肝細胞癌の化学対照療法のための抗がん剤のスクリーニング

この研究の目的は、3つのヒト肝細胞癌（HCC）細胞株における11の抗がん剤の生体内細胞毒性評価により、経口化学塞栓療法に最適な候補薬を選択することでした。SNU-398、HEPG2、およびSNU-449ヒトHCC細胞株は、ドキソルビシン、エピルビシン、イダルビシン、ミトキサントロン、カルボプラチン、シスプラチン、オキサリプラチン、5-フルオロ酸化、ゲムシタビン、マイトマイシンCなどのドキソルビシン、エピルビシン、イダルビシン、ミトキサントロン、カルボプラチン、マイトマイシンCなどを30分間、30分間のドキソルビシン、エピルビシン、110分間、30分間のドキソルビシン濃度を露出させました。細胞毒性は、定量的な比色アッセイを使用して測定されました。各薬物および細胞株について、90％の細胞死を引き起こした薬物濃度を計算しました（IC90）。異なる濃度範囲の薬物の比較を可能にするために、IC90以上の最大薬物濃度の比として細胞毒性指数（CYI）を計算しました。非線形回帰モデルを使用してパラメーターを推定しました。イダルビシンは、3つの細胞株すべてで最も活性な薬物でした。SNU-398細胞を使用すると、イダルビシンCyiは2.4倍、2.5倍、57倍、148倍、およびミトキサントロン、エピルビシン、ドキソルビシン、ゲムシタビン、および他の薬物のCyisよりも58倍以上高かった。それぞれ。HEPG2細胞では、イダルビシンCyiは、それぞれ27倍、28倍、51倍、ドキソルビシン、エピルビシン、ミトキサントロン、およびその他の薬物のCyisよりも1343倍以上高かった。耐性Snu-449細胞株では、イダルビシンCyiは、パクリタキセルとゲムシタビンのCyisよりもそれぞれ2.9倍、14倍高かった、この細胞株に効果的な他の唯一の薬物でした。ドキソルビシン、シスプラチン、エピルビシンを含む11人の化学療法剤のうち、3つのHCC細胞株で最も効果的なのはイダルビシンでした。HCCにおける経口化学塞栓療法のためのイダルビシンの安全性と有効性を評価するには、さらなる臨床調査が必要です。

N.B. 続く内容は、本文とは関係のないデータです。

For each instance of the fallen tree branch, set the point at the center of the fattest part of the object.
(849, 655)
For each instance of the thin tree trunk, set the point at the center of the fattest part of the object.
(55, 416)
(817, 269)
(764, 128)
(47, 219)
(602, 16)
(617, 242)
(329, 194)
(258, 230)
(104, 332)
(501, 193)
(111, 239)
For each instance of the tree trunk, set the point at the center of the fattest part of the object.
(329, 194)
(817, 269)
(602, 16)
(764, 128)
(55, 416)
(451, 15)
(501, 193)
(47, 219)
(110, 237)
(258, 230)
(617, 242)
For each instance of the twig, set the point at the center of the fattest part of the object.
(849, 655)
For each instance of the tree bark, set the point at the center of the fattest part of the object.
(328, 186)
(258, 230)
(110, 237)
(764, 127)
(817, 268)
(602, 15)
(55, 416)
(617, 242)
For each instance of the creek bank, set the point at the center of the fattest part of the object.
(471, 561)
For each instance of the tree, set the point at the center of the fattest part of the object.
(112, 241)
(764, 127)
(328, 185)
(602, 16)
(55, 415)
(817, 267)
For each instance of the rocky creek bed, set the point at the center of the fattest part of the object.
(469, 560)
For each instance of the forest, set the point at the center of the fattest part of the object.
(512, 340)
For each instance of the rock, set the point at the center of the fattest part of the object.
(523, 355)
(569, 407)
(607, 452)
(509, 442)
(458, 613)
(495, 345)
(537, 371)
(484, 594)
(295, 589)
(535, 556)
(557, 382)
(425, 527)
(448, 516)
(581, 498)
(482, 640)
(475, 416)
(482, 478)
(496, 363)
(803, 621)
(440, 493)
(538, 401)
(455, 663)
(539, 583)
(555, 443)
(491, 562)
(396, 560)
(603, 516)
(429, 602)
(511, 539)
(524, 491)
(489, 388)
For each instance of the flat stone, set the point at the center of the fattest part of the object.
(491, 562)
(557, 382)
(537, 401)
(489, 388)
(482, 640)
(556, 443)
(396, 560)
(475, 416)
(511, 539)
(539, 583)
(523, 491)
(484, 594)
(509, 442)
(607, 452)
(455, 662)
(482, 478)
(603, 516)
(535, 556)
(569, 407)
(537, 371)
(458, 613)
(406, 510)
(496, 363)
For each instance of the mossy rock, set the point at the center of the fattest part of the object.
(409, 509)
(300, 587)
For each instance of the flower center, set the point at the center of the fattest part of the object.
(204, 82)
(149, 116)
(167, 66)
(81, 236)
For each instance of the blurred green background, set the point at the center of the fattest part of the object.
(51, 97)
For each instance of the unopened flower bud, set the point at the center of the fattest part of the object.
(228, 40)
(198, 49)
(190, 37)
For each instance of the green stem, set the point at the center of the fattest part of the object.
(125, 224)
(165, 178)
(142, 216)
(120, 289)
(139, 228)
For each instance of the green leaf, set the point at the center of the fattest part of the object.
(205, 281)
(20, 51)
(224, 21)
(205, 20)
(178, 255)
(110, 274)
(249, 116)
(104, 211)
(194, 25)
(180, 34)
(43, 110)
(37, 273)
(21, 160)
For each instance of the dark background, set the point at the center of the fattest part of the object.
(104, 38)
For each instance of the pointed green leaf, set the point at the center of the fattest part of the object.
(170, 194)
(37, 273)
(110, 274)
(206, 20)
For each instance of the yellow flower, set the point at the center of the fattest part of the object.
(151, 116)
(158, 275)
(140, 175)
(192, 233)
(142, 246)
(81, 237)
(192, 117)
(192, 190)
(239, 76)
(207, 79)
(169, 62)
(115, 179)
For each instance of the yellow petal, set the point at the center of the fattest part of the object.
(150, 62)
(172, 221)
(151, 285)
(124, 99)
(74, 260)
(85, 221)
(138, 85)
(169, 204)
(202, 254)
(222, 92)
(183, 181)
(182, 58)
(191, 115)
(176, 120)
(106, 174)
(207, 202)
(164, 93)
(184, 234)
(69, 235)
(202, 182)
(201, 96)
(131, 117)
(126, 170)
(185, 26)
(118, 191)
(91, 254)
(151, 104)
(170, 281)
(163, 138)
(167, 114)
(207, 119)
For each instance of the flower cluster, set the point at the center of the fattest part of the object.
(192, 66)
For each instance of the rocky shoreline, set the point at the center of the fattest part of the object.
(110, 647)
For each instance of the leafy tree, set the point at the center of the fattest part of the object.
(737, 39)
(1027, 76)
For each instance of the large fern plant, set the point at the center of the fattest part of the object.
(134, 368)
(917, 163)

The aim of this study was to select the best candidate drug for transarterial chemoembolization by in-vitro cytotoxic evaluations of 11 anticancer drugs on three human hepatocellular carcinoma (HCC) cell lines. The SNU-398, HepG2, and SNU-449 human HCC cell lines were exposed for 30 min to 11 concentrations of doxorubicin, epirubicin, idarubicin, mitoxantrone, carboplatin, cisplatin, oxaliplatin, 5-fluorouracil, gemcitabine, mitomycin C, or paclitaxel. Cytotoxicity was measured using a quantitative colorimetric assay. For each drug and cell line, we calculated the drug concentration that caused 90% cell death (IC90). To enable comparisons of drugs with different concentration ranges, we computed the cytotoxic index (CyI) as the ratio of maximal drug concentration of more than IC90. Parameters were estimated using nonlinear regression models. Idarubicin was the most active drug on all three cell lines. With SNU-398 cells, the idarubicin CyI was 2.4-fold, 2.5-fold, 57-fold, 148-fold, and more than 58 748-fold higher than the CyIs of mitoxantrone, epirubicin, doxorubicin, gemcitabine, and other drugs, respectively. With HepG2 cells, the idarubicin CyI was 27-fold, 28-fold, 51-fold, and more than 1343-fold higher than the CyIs of doxorubicin, epirubicin, mitoxantrone, and other drugs, respectively. On the resistant SNU-449 cell line, the idarubicin CyI was 2.9-fold and 14-fold higher than the CyIs of paclitaxel and gemcitabine, respectively, the only other drugs effective on this cell line. Among 11 chemotherapeutic agents including doxorubicin, cisplatin, and epirubicin, the most effective on three HCC cell lines was idarubicin. Further clinical investigations are needed to evaluate the safety and efficacy of idarubicin for transarterial chemoembolization in HCC.